We cannot be sure when Ionianness ceased to be employed as a form of cultural capital altogether. The last extant testimonies from the period covered by this monograph stem roughly from the mid 3rd c. ad: I.Priene2 61 refers to the city as ἡ λαμπροτάτη Πριηνέων Ἰώνων πόλις (‘the most splendid city of the Ionian Prieneans’), while coins from Teos bear the inscription ΤΗΙΩΝ ΙΩΝΩΝ on the reverse (‘Of the Ionian Teians’, under Severus Alexander and Valerian II), and coins from Samos the inscription ΠΡΩΤΩΝ ΙΩΝΙΑΣ (‘first of Ionia’, under Decius). The last attestation of the Ionian Koinon is the coin series issued in its name at Kolophon (under Trebonianus Gallus and Valerian, discussed in Chapter 3.1.2). The lack of later similar testimonies must certainly also be ascribed to the general decline of the epigraphic habit and of civic coinage in this period, which can be seen as symptoms of the profound changes in Greek civic culture occurring from the mid 3rd c. ad onwards.2
That Ionianness was used as a form of cultural capital also outside of Ionia is demonstrated in the sixth chapter which turns attention to the littorals of the Black Sea, where a number of colonies from the Ionian cities founded in Archaic times cultivated their distinct cultural identities even in the Roman period. Further, the cities of Isinda in Pisidia and Synnada in Phrygia started to call themselves Ionians on their civic coins from the 2nd c. AD on. These examples of mythological kinship affiliations demonstrate that Ionianness remained a valid cultural resource in the Roman Imperial period employed to bestow prestige on cities in the competitive environment of the Roman provinces.

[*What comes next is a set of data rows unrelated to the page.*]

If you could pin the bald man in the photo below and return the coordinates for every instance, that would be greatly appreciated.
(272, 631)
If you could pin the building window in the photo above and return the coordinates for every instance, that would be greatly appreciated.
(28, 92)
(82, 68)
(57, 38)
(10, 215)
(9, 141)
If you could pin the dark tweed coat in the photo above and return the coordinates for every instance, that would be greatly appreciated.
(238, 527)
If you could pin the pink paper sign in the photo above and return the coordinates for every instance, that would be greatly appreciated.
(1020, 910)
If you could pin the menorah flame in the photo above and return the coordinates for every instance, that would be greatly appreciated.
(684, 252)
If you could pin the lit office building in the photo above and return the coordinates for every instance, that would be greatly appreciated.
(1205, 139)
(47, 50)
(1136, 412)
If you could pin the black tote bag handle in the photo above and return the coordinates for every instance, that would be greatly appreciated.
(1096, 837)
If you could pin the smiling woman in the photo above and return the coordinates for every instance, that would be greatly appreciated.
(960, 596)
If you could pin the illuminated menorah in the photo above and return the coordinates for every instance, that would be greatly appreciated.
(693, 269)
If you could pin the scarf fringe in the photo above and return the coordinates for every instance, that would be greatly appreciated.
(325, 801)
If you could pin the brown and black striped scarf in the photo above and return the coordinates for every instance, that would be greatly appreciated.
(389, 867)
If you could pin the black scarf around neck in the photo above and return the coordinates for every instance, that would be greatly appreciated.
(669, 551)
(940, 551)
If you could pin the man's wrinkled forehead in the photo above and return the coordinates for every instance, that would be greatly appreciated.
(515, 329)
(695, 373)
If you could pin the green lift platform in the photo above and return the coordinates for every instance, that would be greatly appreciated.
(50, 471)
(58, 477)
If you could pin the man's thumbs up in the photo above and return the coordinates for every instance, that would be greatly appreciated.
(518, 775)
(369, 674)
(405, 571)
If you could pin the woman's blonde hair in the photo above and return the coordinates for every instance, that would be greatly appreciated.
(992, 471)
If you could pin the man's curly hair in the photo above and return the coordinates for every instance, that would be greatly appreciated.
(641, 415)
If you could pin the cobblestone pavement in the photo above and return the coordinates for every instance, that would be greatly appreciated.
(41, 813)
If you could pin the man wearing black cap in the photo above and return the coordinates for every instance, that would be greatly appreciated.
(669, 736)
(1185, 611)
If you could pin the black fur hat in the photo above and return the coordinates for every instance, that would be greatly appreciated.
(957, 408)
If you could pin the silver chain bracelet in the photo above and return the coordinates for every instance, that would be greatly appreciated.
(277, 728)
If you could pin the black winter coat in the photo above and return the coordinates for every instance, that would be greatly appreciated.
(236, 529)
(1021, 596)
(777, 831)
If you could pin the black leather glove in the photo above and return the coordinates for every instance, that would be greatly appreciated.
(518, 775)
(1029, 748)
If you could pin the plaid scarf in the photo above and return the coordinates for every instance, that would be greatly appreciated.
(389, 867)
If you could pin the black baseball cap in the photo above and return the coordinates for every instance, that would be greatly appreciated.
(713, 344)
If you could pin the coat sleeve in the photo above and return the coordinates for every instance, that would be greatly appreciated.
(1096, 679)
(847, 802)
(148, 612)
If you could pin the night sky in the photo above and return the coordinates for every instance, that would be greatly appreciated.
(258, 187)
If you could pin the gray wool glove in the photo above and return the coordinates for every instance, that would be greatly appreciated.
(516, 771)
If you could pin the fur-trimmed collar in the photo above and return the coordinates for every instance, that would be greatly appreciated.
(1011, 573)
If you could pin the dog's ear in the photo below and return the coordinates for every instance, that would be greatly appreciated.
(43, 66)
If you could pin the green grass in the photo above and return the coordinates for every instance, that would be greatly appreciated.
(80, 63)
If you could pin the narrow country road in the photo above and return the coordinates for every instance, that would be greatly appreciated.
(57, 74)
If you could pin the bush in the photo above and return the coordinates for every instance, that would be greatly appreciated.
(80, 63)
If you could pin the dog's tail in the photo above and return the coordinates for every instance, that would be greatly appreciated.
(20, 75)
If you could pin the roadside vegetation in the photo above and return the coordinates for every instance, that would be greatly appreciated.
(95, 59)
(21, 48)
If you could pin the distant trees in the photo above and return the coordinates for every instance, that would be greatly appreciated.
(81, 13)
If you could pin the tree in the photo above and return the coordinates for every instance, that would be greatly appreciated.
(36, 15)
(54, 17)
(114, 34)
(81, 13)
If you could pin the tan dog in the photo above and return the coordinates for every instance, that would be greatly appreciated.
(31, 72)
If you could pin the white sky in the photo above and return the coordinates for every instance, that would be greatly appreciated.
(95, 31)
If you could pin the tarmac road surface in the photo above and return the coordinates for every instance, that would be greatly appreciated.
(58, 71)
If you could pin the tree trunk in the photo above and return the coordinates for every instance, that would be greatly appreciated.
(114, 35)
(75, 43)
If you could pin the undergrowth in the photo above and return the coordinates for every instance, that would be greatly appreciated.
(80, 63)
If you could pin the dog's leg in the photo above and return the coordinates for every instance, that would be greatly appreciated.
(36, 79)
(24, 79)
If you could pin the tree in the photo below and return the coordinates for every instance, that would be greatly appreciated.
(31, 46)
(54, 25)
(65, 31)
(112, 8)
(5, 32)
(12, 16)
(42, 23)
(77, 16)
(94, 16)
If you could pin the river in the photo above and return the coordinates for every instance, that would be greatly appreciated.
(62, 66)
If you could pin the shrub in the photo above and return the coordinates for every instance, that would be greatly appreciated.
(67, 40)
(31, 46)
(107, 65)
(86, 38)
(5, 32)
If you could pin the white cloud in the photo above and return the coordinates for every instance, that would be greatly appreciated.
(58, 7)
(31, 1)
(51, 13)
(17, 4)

The first part of the third chapter investigates the role that Ionianness played in the cultic life of cities in Roman Ionia, and examines whether there were religious elements (cult epithets, festivals, rituals) which the Ionian cities had in common and which distinguished them from the other Greeks, particularly those in Asia Minor. The second part of the chapter is dedicated to the study of Ionian (foundation) myths as attested in the Roman period; it contextualises them within the discourses of their contemporary society in order to establish their significance for the construction of Ionian identities. Juxtaposing the analyses of the two complementary aspects of ritual and myth allows us to uncover projections of cultural identity in different contexts and media, and to better understand the place Ionianness occupied in the individual, civic, and regional collective imagination.